Many websites have implemented advanced anti-bot protections, like DataDome, to prevent you from scraping them2. The good news? In this guide, you'll not only learn how DataDome works but also discover ways to bypass it, including:
- Method 1: Stealth browsers.
- Method 2: Use a Web scraping API (the easiest and most reliable).
- Method 3: Use residential proxies.
- Method 4: CAPTCHA bypass.
- Method 5: Scrape cached content.
- Method 6: Stay away from honeypot traps.
Ready? Let's dive in!
What Is DataDome?
DataDome is a web security platform that uses various detection techniques to prevent cyber threats, including DDoS attacks, SQL/XSS injection, and card and payment fraud. It also targets web scrapers, preventing them from scraping pages and accessing data.

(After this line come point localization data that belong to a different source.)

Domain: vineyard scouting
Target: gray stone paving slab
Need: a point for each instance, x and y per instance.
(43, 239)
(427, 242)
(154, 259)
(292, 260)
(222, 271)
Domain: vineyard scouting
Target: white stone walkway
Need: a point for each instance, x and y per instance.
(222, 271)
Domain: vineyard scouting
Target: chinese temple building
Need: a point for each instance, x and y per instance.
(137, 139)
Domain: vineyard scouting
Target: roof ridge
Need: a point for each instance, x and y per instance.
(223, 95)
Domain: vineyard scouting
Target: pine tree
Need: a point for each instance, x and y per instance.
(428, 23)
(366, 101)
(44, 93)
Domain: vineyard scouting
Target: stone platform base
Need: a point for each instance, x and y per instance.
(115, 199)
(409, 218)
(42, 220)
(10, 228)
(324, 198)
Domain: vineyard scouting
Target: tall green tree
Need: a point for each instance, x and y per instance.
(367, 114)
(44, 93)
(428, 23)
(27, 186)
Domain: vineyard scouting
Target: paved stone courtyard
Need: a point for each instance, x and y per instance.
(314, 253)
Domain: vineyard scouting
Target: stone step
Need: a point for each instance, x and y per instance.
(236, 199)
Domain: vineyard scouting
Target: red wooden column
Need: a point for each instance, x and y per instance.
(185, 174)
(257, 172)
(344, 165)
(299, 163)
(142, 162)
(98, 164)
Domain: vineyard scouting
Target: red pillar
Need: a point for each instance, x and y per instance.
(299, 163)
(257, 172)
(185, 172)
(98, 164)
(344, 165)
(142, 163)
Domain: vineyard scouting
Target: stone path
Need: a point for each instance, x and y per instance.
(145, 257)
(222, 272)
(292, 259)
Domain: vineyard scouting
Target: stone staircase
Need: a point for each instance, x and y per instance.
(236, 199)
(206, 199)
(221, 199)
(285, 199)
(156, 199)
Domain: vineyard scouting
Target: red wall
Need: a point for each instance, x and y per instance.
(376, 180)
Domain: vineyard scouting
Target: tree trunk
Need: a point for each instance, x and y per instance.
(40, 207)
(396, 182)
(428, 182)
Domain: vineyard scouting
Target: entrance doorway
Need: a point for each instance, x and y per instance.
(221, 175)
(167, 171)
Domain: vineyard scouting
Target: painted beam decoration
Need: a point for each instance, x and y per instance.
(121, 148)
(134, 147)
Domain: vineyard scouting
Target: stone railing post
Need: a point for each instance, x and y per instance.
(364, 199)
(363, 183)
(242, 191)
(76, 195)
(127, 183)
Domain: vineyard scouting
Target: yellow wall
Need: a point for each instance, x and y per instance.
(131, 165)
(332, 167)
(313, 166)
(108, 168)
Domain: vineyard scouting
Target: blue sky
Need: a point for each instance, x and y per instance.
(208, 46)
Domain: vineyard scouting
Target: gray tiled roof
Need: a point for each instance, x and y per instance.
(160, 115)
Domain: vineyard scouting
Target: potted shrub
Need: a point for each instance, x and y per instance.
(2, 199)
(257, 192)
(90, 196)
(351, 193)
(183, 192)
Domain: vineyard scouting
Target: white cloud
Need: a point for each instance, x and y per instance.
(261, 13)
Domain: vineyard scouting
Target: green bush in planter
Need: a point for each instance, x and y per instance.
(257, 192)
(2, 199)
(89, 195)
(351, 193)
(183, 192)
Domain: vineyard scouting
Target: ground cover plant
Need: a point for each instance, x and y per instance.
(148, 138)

Over 1200 companies use DataDome across America and Europe. So, chances are you'll encounter DataDome and similar anti-bots like Cloudflare while web scraping.

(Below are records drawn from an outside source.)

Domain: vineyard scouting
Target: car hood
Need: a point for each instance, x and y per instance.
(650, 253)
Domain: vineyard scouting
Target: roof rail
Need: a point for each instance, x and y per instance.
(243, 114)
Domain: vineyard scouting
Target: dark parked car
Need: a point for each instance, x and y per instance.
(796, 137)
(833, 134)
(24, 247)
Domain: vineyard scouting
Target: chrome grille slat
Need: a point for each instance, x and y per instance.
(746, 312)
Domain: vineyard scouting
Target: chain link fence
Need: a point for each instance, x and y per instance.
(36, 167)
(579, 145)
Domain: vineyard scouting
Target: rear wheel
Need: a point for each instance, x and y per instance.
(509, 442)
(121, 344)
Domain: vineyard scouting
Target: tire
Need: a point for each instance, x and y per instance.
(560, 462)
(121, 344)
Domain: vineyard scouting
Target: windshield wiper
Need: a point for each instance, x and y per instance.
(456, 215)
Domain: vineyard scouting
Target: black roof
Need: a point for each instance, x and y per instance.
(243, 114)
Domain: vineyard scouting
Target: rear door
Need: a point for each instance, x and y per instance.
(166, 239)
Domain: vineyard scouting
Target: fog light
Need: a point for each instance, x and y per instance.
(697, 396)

Indicators of DataDome Protection
Like most anti-bot measures, DataDome blocks usually return 403 errors, but in rare cases, you might get 500+ or other 400+ error statuses.
Some DataDome block page examples include strings like dd
in the returned HTML script tag, datadome
in the Set-Cookies, or x-datadome
in the response headers. That said, the block is usually accompanied by a DataDome CAPTCHA challenge like the one below:
DataDome's machine learning algorithm makes it intuitive. Even if you don't encounter these blocks initially, the anti-bot might trigger them mid-scraping.
How Does DataDome Work?
DataDome maintains a regularly updated dataset of trillions of anti-bot signals to keep up with the ever-evolving bot landscape. To improve bot detection accuracy, it analyzes individual user behavior, geolocation, network, fingerprints, and many more using multi-layered machine-learning algorithms.

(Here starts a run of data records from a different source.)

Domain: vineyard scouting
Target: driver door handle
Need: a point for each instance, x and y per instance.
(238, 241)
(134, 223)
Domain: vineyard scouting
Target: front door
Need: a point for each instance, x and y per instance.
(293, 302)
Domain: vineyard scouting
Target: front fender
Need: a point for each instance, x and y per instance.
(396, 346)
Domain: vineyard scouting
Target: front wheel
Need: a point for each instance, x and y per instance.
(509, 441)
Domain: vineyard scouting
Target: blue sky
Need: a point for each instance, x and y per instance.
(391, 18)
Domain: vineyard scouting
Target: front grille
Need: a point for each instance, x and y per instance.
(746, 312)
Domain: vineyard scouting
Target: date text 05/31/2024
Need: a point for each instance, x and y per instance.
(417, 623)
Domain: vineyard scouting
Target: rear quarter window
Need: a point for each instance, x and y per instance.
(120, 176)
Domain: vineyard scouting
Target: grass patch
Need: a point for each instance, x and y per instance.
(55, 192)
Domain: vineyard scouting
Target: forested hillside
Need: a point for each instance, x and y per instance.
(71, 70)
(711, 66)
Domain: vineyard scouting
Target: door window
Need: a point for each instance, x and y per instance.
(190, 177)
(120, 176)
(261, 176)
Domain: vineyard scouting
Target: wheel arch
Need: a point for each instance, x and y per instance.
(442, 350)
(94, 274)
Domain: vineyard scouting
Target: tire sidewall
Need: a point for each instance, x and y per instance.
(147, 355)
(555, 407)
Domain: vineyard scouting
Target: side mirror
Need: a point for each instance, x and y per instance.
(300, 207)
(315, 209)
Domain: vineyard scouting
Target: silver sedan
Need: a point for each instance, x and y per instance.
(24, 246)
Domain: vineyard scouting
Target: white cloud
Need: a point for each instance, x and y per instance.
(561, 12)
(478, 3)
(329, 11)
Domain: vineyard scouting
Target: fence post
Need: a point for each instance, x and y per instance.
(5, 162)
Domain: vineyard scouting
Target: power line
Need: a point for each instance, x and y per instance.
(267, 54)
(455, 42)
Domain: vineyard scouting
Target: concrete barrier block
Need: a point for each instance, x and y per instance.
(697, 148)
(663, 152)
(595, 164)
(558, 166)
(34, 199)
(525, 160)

Before bypassing DataDome, you need to understand its primary detection techniques:
TLS Fingerprinting
TLS (Transport Layer Security) fingerprinting is one of the server-side detection techniques that DataDome uses to identify the client sending a request to the server. It analyzes handshake parameters in the first packet connection, such as supported cipher suites, TLS versions, and extensions.
By examining these parameters, the server can create a "fingerprint" to differentiate legitimate clients from potential bots before any application data exchange occurs.
Each web scraping tool has a unique TLS fingerprint. However, most web scraping tools fail to support modern, secure TLS versions (like 1.2 and 1.3) and may default to older versions like TLS 1.0 or 1.1. These versions are often flagged by servers that require up-to-date encryption protocols.
To avoid detection via TLS fingerprinting, scrape with modern libraries or headless browsers like Puppeteer and Playwright, which support custom TLS configuration.
IP Address Fingerprinting
DataDome also scans traffic from your IP against a database of allowed and disallowed IP addresses and may block your IP if it has a low trust score. If your IP address has broken rate-limiting or geo-restriction rules in the past, it may be assigned a low trust score or enter the disallowed list, causing DataDome's security measure to detect and block it.
You can route your scraper behind a proxy to avoid IP fingerprinting. However, DataDome can also block web scrapers with the IP type. Scraping with datacenter proxies can result in suspicion because real users don't use them. It's best to use residential or mobile proxies for better anonymity. We'll discuss this in more detail later.
Behavioral Analysis
Another detection method DataDome uses is analyzing individual user's behavioral patterns, including clicking, mouse movement, hovering, typing, scrolling, and more. While these patterns are dynamic with actual users, bots typically have static behavior, such as scrolling the same height at a fixed interval, filling a form faster than usual, or navigating rapidly through many pages simultaneously.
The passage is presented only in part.